Nach über einem Monat Bedenkzeit, den die größte Fraktion im Blumenthaler Beirat gegen den lautstarken Protest aller anderen Fraktionen damals durchgesetzt hatte, waren ihr in der letzten öffentlichen Beiratssitzung am Montag, 23.05.2014, aber anscheinend die Inhalte des Antrags weiter unklar.

Warum all diese Fragen?

Warum denn so ein ausführlicher Antrag der BI mit Fragen zur Durchführung von Evakuierungs-Übungen an der Schule „In den Sandwehen“, wenn das Tanklager doch geschlossen werden soll?
Warum jetzt noch Fragen nach Anwohnerschutz?
Warum wolle man die Behörden mit Dingen aus der Vergangenheit beschäftigen, ja dadurch von ihrer Arbeit abhalten?

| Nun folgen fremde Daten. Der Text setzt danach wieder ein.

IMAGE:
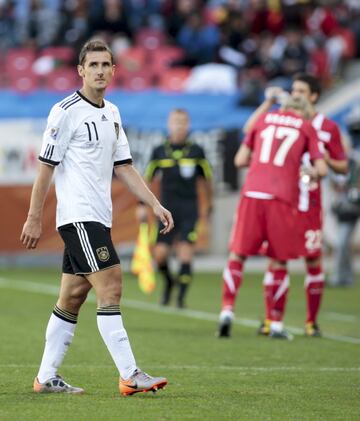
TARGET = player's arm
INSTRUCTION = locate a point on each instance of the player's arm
(32, 228)
(320, 168)
(338, 166)
(271, 96)
(135, 183)
(243, 156)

Im Gegensatz zur Beiratssitzung im Mai wurde diesmal dem Antragsteller das Wort erteilt: das Tanklager sei weiter betriebsbereit und weiter zugelassen, erläuterte Henning Leber, 2. Vorstand des Vereins der BI. Und selbst wenn die Betriebsgenehmigung bereits zurückgegeben worden wäre, könne sie noch für 3 1/2 Jahre, also bis Ende 2017 zur Nutzung wieder aktiviert werden. Eine wirkliche Stilllegung? Bis jetzt noch nicht in Sicht!

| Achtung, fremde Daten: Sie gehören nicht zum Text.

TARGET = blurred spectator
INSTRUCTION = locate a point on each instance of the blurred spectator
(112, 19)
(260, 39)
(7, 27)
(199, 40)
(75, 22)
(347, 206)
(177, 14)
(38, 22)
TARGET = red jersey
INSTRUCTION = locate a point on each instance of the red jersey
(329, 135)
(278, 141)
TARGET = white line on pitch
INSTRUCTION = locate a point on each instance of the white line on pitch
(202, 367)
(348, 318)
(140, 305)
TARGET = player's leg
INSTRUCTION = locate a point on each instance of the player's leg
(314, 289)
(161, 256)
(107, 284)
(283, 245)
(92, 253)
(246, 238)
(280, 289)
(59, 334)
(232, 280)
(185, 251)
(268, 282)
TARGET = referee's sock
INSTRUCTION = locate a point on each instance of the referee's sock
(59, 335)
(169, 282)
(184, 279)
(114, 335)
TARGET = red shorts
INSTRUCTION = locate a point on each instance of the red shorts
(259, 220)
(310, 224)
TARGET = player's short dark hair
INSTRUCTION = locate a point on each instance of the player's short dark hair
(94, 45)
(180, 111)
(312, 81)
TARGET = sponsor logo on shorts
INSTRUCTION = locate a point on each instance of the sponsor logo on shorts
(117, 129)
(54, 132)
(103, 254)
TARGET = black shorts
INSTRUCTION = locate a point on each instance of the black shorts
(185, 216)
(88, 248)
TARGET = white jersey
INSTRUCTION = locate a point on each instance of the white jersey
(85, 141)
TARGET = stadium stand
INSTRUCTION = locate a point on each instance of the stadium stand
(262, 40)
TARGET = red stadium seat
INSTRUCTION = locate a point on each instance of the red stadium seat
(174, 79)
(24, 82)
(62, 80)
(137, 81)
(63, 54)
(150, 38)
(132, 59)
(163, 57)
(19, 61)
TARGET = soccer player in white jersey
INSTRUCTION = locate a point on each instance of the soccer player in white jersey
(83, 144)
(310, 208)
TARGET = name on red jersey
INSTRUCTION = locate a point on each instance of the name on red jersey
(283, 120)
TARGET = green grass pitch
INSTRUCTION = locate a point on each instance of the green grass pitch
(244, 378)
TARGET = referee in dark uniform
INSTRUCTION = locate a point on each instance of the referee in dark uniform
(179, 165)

Gesundheit und Leben von Schülern auf einer Stufe mit Autolack?

Und weiter wurden Fragen zur Sanierung gestellt – obwohl dies gar nicht Bestandteil des nun 5 Wochen begutachteten Antrags war.

2014-06-25 Zitat der Woche

(Quelle: Das BLV vom 25.06.2014)

Die Überzeugungarbeit von BI und Opposition war mühselig. Nun argumentierte der Fraktionsführer es gebe ja auch noch andere Anlagen in Bremen, die auch der Störfallverordnung unterlägen, genau so gefährlich wären und im Umfeld Schäden verursachten, z.B. das Stahlwerk in Burg-Grambke. Hier wurden durch Emissionen Autolacke bei Anwohnern verunreinigt, argumentierte er.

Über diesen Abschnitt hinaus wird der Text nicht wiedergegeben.